Steirische Jungbauern zeigen schwerwiegende Folgen für Bauernfamilien auf und fordern Änderung des Strafgesetzes
Seit Jahresbeginn häufen sich illegale Stalleinbrüche vor allem bei jungen Hofübernehmer:innen. Mit der Aktion „Stoppt Stalleinbrüche“ stellen sich erstmals 20 steirische Jungbäuer:innen der Öffentlichkeit und berichten über ihre eigenen Erfahrungen und fehlende Zukunftsperspektiven.
Kein Monat vergeht ohne eine neue Meldung einer Bäuerin oder eines Bauern, in deren Stall gewaltsam eingedrungen wurde, deren Hof und Stallgebäude ausspioniert und über Wochen hinweg ohne deren Wissen abgefilmt wurden. Branchenvertreter berichten von dutzenden gemeldeten Einbrüchen allein in diesem Jahr, die Dunkelziffer dürfte noch höher sein. Auffällig ist, dass vermehrt Betriebe von Jungbäuer:innen im Fokus standen. Diese finden entweder aufgebrochene Stalltüren, versteckte Kameras und Wanzen im Stall oder werden durch eingebrachte Anzeigen darauf aufmerksam, dass die ausspioniert wurden.

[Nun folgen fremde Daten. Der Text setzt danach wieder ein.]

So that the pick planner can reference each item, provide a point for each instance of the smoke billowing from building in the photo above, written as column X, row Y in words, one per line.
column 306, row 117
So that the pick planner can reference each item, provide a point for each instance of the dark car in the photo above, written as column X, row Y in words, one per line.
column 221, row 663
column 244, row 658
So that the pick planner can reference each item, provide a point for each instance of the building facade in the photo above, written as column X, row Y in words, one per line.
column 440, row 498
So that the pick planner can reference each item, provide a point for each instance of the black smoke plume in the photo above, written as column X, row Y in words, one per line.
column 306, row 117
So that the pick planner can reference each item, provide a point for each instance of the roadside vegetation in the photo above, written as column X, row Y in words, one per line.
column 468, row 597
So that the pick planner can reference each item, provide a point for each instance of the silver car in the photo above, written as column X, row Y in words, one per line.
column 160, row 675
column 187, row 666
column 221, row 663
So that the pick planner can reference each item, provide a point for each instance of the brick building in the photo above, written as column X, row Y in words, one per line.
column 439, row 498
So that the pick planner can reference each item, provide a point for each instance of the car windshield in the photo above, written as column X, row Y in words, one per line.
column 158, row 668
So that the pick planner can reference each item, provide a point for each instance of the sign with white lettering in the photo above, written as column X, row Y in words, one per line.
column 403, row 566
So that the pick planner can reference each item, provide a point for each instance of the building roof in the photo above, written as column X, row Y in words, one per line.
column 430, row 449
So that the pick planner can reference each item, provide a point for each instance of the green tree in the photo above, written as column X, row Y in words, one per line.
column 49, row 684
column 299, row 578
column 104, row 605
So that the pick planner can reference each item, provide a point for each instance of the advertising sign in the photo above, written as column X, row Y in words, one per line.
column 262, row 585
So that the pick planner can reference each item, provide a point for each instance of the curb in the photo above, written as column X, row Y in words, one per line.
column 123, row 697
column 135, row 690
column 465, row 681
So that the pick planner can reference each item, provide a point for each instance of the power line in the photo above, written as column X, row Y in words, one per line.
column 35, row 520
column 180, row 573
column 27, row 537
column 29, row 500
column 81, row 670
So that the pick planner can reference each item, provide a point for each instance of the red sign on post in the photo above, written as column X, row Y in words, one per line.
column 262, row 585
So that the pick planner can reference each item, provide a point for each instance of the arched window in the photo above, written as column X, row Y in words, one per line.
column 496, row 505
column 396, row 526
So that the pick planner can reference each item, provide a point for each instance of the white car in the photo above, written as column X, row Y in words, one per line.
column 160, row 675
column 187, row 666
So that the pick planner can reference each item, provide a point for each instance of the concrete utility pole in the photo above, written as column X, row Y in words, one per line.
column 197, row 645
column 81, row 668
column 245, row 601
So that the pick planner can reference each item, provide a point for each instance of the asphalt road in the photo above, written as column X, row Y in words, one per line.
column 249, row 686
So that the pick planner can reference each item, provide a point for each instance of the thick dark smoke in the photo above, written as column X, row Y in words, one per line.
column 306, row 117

Sofortige Überprüfungen der Betriebe durch Amtstierarzt, Polizei und Kontrollstelle Agrarmarkt Austria (AMA) bleiben allerdings regelmäßig ergebnislos. Was jedoch bleibt, ist eine große Verunsicherung der betroffenen Familien, Existenzängste und die Frage der Perspektive für den Hof. Zudem haben Betriebe mit Reputationsverlust, medialer Rufschädigung und sinkenden Verkaufszahlen zu kämpfen.
„Ich möchte in einen Tierwohlstall mit Strohhaltung investieren, bin aber zunehmend verunsichert. Denn bei solch radikalen Methoden der Aktivisten weiß ich nicht, ob ich mir die Tierhaltung künftig noch antun will. Es kann nicht sein, dass junge, motivierte Tierhalter rigoros ausspioniert werden und man rechtlich nichts dagegen tun kann.“
Mit diesen Worten wandte sich ein 30-jähriger Schweinehalter aus der Steiermark an die Steirischen Jungbauern. Zum Schutz seiner Familie möchte er anonym bleiben.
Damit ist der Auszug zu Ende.